Alvaro Mello: Entre as condições ressalta-se a criação de uma rede de colaboradores públicos e privados que tenham influência no mundo do trabalho, incluindo entidades dedicadas à formação para o trabalho, motivação, produtividade, desenvolvimento tecnológico, condições físicas, humanas e psicológicas, legislativas e regulamentação de trabalho, entre outros assuntos. Também é importante fortalecer e formalizar os acordos com entidades internacionais ligadas ao teletrabalho. Assim como desenvolver propostas ou contribuições destinadas à formulação de políticas públicas voltadas para o local de trabalho atual e futuro.

Brecha Zero: Como influencia as tecnologias móveis na implementação do teletrabalho?

Alvaro Mello: É importante considerar que o teletrabalho deve ter à sua disposição outras tecnologias. Além de serem necessárias para a realização do trabalho, que também permitam manter o tratamento cotidiano com seus colegas. A comunicação deve manter-se, seja por meio das telecomunicações ou de forma presencial, sem limitações para melhorar a produtividade.
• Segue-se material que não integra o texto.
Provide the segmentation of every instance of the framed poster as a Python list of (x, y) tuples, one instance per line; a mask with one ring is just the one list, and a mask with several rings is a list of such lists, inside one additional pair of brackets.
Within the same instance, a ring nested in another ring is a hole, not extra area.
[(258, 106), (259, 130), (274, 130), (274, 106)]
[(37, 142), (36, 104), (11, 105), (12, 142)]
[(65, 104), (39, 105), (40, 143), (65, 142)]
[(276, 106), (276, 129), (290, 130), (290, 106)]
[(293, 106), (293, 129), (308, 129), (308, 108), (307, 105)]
Ainda assim, devem existir regras flexíveis e sempre negociáveis com a empresa, onde fique claro quem são os responsáveis pelo custo dos equipamentos e de funcionamento, bem como o tempo que será dedicado ao trabalho.   

Estas condições permitirão que, no futuro, no Brasil possamos trabalhar não somente em um escritório, mas em uma rede de ambientes de trabalho. Onde existirá uma grande variedade de possibilidades de locais de trabalho como em casa, na empresa, em um café, no escritório do cliente ou em um centro comunitário. Essa rede deverá permitir tanto a concentração como a interação social, o trabalho individual e em grupo.